A l’occasion de l’année du centenaire d’Octobre, il y a toutes les réactions possibles qui s’expriment, soit pour être sûres de bien enterrer le souvenir de l’URSS, dès fois que, ...avec le syndrome de l’« ostalgie », on ne sait jamais..., soit pour récupérer ce qui peut encore être utile au service de telle ou telle petite boutique politique très formellement « de gauche », parfois, mais pas uniquement...

Et dans la prétendue « extrême-gauche », voire même s’affichant parfois « marxiste-léniniste », quelques appels à une commémoration « unitaire » ont récemment jailli ici et là...

Célébrer Octobre, ce n’est pas célébrer n’importe quelle révolution.
C’est célébrer la première alternative au capitalisme enfin réalisée et construite, et construite durablement sur une période et une étendue suffisamment extensibles pour avoir marqué profondément l’histoire de l’humanité.

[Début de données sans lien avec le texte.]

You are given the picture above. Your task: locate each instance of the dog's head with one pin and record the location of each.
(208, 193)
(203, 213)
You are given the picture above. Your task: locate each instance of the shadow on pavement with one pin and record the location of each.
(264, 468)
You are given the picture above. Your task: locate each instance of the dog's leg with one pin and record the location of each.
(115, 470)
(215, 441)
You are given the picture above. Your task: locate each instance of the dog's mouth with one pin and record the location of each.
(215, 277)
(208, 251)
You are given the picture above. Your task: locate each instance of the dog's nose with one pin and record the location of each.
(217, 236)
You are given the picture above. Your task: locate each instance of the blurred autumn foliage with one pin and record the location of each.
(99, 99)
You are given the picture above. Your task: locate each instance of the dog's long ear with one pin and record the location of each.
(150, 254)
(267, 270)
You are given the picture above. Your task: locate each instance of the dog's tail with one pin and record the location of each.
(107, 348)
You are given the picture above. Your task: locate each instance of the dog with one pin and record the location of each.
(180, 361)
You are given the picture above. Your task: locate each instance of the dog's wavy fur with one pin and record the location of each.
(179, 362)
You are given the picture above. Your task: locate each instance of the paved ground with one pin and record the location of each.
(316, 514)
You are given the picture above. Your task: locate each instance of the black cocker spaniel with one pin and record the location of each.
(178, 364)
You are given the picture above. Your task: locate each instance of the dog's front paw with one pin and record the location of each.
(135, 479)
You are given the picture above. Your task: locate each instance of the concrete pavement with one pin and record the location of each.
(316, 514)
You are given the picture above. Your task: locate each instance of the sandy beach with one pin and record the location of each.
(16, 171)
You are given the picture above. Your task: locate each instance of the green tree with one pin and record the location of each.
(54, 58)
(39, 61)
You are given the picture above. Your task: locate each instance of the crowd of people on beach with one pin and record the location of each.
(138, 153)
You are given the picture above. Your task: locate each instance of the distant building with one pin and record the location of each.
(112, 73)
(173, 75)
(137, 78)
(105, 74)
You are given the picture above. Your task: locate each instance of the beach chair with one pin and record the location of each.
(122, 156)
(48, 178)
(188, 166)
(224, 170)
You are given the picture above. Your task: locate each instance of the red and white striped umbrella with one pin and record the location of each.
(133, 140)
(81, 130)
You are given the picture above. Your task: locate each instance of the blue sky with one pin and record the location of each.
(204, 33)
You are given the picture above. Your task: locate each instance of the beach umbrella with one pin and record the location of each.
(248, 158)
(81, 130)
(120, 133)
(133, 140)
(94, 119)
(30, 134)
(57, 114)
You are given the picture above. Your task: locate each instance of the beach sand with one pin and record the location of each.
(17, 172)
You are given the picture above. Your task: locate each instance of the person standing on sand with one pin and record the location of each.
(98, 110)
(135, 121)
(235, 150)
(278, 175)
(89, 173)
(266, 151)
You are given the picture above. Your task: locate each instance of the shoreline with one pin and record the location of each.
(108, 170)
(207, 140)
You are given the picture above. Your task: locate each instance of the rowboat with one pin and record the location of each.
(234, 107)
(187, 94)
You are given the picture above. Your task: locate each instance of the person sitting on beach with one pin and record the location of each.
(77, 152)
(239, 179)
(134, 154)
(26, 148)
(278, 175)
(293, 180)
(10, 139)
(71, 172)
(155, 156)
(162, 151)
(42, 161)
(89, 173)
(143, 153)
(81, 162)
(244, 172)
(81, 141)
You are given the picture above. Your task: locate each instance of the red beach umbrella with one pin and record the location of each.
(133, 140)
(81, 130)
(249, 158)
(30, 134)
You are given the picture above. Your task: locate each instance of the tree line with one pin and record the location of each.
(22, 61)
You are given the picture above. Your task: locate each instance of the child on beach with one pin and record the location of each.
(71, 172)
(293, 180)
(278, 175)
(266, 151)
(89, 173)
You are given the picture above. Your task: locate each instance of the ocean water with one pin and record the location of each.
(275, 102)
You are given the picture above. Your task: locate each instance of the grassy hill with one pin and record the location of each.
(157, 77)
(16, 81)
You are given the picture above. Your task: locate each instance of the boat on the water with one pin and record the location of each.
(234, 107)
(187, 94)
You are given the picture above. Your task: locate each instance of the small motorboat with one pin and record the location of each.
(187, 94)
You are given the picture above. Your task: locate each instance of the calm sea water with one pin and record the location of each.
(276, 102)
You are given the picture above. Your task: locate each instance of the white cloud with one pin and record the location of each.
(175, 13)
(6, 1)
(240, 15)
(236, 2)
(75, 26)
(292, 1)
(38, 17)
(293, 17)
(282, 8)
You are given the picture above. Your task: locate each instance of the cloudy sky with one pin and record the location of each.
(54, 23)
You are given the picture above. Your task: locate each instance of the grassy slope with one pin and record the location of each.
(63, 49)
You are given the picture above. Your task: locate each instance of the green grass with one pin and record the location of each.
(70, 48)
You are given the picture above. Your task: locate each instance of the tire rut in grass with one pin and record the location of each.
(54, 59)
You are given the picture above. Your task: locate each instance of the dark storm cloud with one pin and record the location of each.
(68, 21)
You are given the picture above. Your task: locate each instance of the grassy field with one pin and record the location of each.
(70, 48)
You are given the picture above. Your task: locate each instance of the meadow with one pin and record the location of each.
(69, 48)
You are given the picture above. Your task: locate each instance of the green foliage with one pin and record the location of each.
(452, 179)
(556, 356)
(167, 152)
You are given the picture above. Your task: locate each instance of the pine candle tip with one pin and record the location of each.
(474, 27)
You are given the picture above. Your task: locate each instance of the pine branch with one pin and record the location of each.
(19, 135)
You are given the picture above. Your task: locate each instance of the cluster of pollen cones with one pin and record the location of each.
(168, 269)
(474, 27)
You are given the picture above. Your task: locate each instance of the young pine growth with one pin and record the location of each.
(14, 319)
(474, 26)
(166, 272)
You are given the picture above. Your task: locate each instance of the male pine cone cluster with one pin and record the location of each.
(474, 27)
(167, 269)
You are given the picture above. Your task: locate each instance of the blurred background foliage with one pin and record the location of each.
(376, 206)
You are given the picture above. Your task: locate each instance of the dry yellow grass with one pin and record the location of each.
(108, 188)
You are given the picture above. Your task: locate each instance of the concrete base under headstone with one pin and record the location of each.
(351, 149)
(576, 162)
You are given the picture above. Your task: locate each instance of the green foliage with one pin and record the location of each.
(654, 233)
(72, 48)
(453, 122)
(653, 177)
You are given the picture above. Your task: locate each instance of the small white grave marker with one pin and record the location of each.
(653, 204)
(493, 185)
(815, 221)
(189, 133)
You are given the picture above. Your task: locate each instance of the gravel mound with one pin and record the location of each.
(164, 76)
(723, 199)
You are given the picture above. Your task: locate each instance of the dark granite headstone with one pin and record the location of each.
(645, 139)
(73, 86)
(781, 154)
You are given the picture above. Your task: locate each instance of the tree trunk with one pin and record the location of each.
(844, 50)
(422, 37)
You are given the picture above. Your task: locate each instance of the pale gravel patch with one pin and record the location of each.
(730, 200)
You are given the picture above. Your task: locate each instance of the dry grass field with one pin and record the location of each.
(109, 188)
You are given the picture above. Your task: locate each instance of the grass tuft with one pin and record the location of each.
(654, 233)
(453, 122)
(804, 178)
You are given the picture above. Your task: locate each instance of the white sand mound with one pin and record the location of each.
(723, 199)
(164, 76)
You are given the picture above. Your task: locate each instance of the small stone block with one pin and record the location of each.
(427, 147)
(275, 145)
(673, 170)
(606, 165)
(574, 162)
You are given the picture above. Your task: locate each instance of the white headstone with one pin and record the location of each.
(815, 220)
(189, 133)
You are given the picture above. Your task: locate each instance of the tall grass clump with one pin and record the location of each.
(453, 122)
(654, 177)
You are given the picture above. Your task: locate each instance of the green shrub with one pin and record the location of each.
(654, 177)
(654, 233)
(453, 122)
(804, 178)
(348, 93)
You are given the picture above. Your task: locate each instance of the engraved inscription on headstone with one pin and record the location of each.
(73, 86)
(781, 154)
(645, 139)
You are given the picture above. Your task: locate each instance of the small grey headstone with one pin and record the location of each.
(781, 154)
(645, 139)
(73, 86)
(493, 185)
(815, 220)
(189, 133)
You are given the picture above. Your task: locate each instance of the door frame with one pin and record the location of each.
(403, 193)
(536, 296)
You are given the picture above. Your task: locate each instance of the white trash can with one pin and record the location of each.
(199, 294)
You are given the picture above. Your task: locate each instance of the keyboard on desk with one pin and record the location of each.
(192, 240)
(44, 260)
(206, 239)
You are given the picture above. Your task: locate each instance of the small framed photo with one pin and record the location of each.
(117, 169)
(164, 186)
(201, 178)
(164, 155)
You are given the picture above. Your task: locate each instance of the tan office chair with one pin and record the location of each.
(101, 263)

La question est donc de savoir si l’on veut se contenter de célébrer les « 10 jours qui ébranlèrent le monde », comme un événement folklorique sur lequel on peut broder n’importe quelle légende de circonstance, au gré des obsessions politiciennes intéressées des uns ou des autres, ou bien si l’on considère que cette voie ouverte vers le socialisme, durant plusieurs décennies, est une première tentative humaine d’envergure et qu’il y a des leçons positives à en tirer pour réussir la prochaine...

Et dans ce cas, que peut bien vouloir dire « commémoration unitaire » ?

L’idée de vouloir dépasser les clivages idéologiques hérités du passé peut paraître bonne, et d’autant meilleure qu’ils sont le plus souvent réduits à des clivages purement sectaires, où c’est uniquement la doxa de chaque secte qui tient lieu de référence, et non pas même, simplement, les classiques du Marxisme-Léninisme, et pour cause...

Précisément, dans cette commémoration, il ne s’agit pas de dépoussiérer les vieux livres, mais au contraire, de chercher à comprendre de quelle façon et dans quelles conditions concrètes les théories ont été mises à l’épreuve de la pratique.

Et non pas pour « refaire » ni même réécrire l’histoire, mais simplement pour déterminer quels sont nos critères d’évaluation.

Ce sont ces critères d’évaluation qui donneront le sens et la portée politique de notre célébration militante éventuelle.

Il est clair que le sens d’Octobre ne change pas, pour les communistes marxistes-léninistes, que ce soit au 99ème anniversaire, au 101ème ou n’importe quand, du reste, mais le 100ème, c’est bien une occasion incontournable de débats, de médiatisations diverses, dont il peuvent faire, à l’occasion, une arme politique.

Et une telle arme politique n’a évidemment de sens que dans le contexte présent...

Tenter de porter, en quelque sorte, la parole d’Octobre parmi les masses prolétariennes c’est se confronter à la fois à l’image que le système a réussi à forger de cet événement historique et de ses conséquences, et à la réalité actuelle de la crise à laquelle les prolétaires sont eux-mêmes directement et quotidiennement confrontés.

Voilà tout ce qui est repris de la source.